Treat illness and hospitalization as muscle emergencies. Two weeks of bed rest in an older adult can cost a kilogram of lean mass. During illness, push protein intake even higher and add HMB if available.
5 nutrients
Start here
Strongest evidence — the foundation of the stack.
Whey Protein (or EAA blend)
30-40 g per meal, 3-4 times daily; or 10-15 g EAA blend if appetite limitedOlder adults have anabolic resistance — the same protein dose that maximally stimulates muscle protein synthesis in young adults (20 g) is sub-threshold in older adults. Trial evidence and the PROT-AGE position paper both recommend 30-40 g of high-quality protein per meal, hitting at least 1.2 g/kg/day total. Whey delivers the highest leucine content per gram, which is the primary trigger for muscle protein synthesis. If appetite is limited, an essential amino acid (EAA) blend at 10-15 g is more efficient per gram than whole protein.[1, 2, 3]
Creatine Monohydrate
3-5 g daily, any timeThe Candow 2019 review summarized multiple trials showing creatine combined with resistance training in older adults produces substantial gains in muscle mass, strength, and physical function — larger than either intervention alone. Creatine also has emerging evidence for bone density and falls prevention in this group. No loading phase needed; daily consistency over 3-4 weeks saturates muscle stores. Monohydrate is the gold-standard form; expensive variants offer no advantage.[4, 5, 6]
Add if needed
Add these only if the foundation isn't enough.
Leucine (or HMB)
2-3 g leucine with meals, or 3 g HMB daily (split dose)Leucine is the primary amino acid trigger for muscle protein synthesis. Katsanos 2006 demonstrated that older adults need a higher proportion of leucine in an amino acid mix than young adults to maximally stimulate MPS — additional leucine alongside meals can overcome anabolic resistance when total protein intake is borderline. HMB (beta-hydroxy-beta-methylbutyrate) is a downstream leucine metabolite with strong evidence in older adults, particularly during illness, hospitalization, or unintended weight loss. The Wu 2015 meta-analysis showed HMB preserved muscle mass in older adults across seven RCTs. Choose leucine if protein intake is adequate; choose HMB if dealing with illness, immobility, or sarcopenia confirmed by DEXA.[7, 8, 9]
Vitamin D3
1000-2000 IU daily, dose to 25(OH)D 30-50 ng/mLVitamin D deficiency correlates strongly with sarcopenia and weakness in older adults. The Bischoff-Ferrari 2009 BMJ meta-analysis showed supplemental vitamin D at 700-1000 IU/day reduced fall risk in older adults by roughly 19%. Falls are the bridge between sarcopenia and fracture, so the falls-prevention benefit compounds with the muscle benefit. Get a 25(OH)D blood test and aim for the 30-50 ng/mL range. Most older adults living at higher latitudes or with limited sun exposure need 1000-2000 IU/day to reach that range.[10, 11, 12]
Experimental
Emerging evidence — try last, only if curious.
Omega-3 EPA/DHA
2-4 g combined EPA+DHA dailySmith 2011 showed that 4 g/day of omega-3 fish oil for 8 weeks enhanced the muscle protein synthesis response to amino acids and insulin in older adults — a direct mechanistic answer to anabolic resistance. Smith 2015 followed up with a 6-month trial showing fish oil increased thigh muscle volume and grip strength in healthy older adults. The signal is consistent but the evidence base is smaller than for the foundational interventions, so this stays in the experimental tier. The benefit likely runs through dampening chronic inflammation and modulating muscle membrane composition.[13, 14, 15]
Warnings
Lifestyle improvements
Resistance training is the protocol
Without progressive resistance training, none of this works. 2-3 sessions per week of compound movements (squats, hinges, presses, rows) at intensities that get genuinely hard for you. Start with bodyweight or bands; graduate to dumbbells or machines. A qualified trainer or physical therapist is worth every dollar in the first 3 months.

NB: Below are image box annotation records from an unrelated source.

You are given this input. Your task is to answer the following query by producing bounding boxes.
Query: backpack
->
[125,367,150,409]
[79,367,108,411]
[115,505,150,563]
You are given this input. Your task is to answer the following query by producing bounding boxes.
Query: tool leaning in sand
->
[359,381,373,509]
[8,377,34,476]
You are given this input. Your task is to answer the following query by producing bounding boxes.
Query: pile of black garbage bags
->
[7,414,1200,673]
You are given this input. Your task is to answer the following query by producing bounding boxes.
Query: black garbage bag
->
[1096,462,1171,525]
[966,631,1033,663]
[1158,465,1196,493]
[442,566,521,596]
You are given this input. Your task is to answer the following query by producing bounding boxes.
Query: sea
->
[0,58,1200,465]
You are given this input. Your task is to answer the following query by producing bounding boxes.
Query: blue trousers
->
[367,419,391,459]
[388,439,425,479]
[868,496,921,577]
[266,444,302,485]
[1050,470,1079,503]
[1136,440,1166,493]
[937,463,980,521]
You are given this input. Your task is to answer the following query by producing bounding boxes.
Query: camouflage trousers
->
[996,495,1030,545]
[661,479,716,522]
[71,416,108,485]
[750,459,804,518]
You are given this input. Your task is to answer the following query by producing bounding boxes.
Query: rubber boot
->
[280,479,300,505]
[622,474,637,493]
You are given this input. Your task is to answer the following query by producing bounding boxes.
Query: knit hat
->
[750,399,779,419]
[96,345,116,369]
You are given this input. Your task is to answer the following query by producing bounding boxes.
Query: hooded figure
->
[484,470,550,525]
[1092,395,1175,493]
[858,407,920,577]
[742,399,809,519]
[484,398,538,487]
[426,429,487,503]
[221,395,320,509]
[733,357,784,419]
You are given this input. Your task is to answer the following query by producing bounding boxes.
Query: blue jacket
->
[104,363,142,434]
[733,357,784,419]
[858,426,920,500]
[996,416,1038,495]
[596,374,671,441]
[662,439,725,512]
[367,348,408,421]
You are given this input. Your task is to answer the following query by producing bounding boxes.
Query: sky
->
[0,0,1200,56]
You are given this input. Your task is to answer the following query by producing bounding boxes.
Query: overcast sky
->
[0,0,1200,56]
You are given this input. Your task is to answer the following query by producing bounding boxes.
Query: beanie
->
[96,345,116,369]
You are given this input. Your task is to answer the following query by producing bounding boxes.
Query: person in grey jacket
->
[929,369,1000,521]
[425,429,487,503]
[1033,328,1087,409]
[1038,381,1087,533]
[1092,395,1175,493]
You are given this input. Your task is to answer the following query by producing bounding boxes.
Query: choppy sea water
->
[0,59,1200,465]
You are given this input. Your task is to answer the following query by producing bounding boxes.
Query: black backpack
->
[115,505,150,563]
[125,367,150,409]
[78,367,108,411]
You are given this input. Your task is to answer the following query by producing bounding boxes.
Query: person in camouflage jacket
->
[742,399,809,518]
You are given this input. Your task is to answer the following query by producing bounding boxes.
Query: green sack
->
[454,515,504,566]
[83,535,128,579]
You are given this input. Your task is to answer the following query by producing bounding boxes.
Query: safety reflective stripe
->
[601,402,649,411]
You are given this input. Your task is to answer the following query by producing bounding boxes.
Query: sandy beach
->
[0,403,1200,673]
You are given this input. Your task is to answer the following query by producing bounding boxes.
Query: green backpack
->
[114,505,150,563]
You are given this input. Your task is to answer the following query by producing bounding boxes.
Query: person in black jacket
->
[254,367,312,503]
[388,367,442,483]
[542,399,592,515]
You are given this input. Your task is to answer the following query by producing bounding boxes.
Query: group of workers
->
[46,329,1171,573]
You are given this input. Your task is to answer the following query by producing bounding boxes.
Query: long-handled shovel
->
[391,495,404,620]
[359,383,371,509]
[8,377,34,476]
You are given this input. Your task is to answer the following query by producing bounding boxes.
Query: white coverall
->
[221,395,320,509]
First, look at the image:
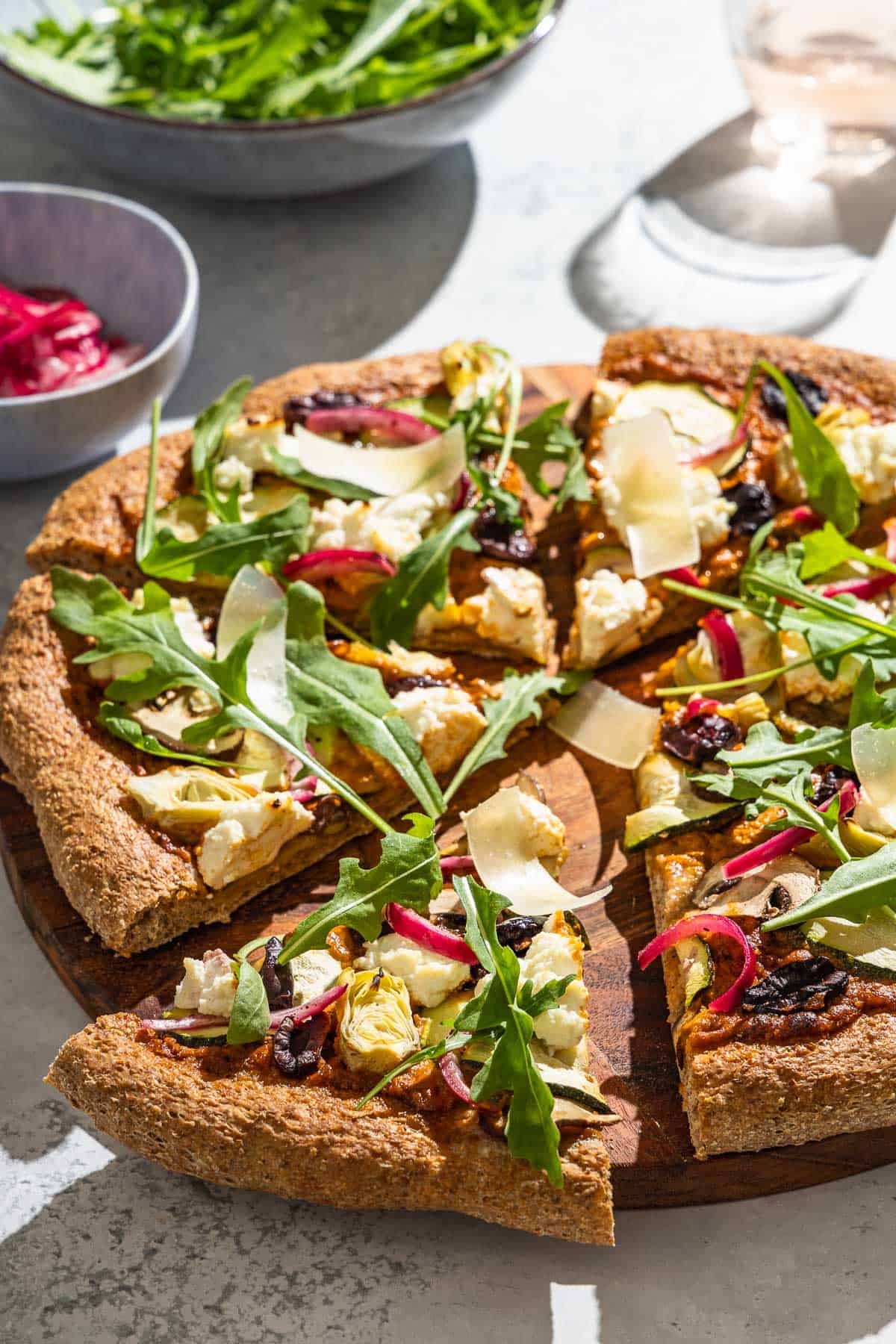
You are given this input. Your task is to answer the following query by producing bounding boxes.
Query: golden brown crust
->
[0,575,421,954]
[25,353,442,586]
[47,1013,612,1245]
[647,844,896,1157]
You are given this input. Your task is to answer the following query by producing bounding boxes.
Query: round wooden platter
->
[0,366,896,1208]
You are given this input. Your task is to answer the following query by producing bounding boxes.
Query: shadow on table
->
[0,1102,896,1344]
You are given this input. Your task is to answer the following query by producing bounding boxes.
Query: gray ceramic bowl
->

Balance and fall prevention work
Sarcopenia drives falls, falls drive fractures, fractures drive mortality. Tai chi, single-leg stands, heel-to-toe walks, and yoga have RCT evidence for reducing fall risk in older adults. 2-3 short sessions per week, even 10 minutes at a time, compound substantially.
Don't under-eat
Older adults commonly slip into chronic under-eating from reduced appetite, dental issues, or just losing the rhythm of meal-making after retirement or widowhood. If you're trying to build muscle, you cannot do it in a calorie deficit. Track intake for a week if you suspect this is happening.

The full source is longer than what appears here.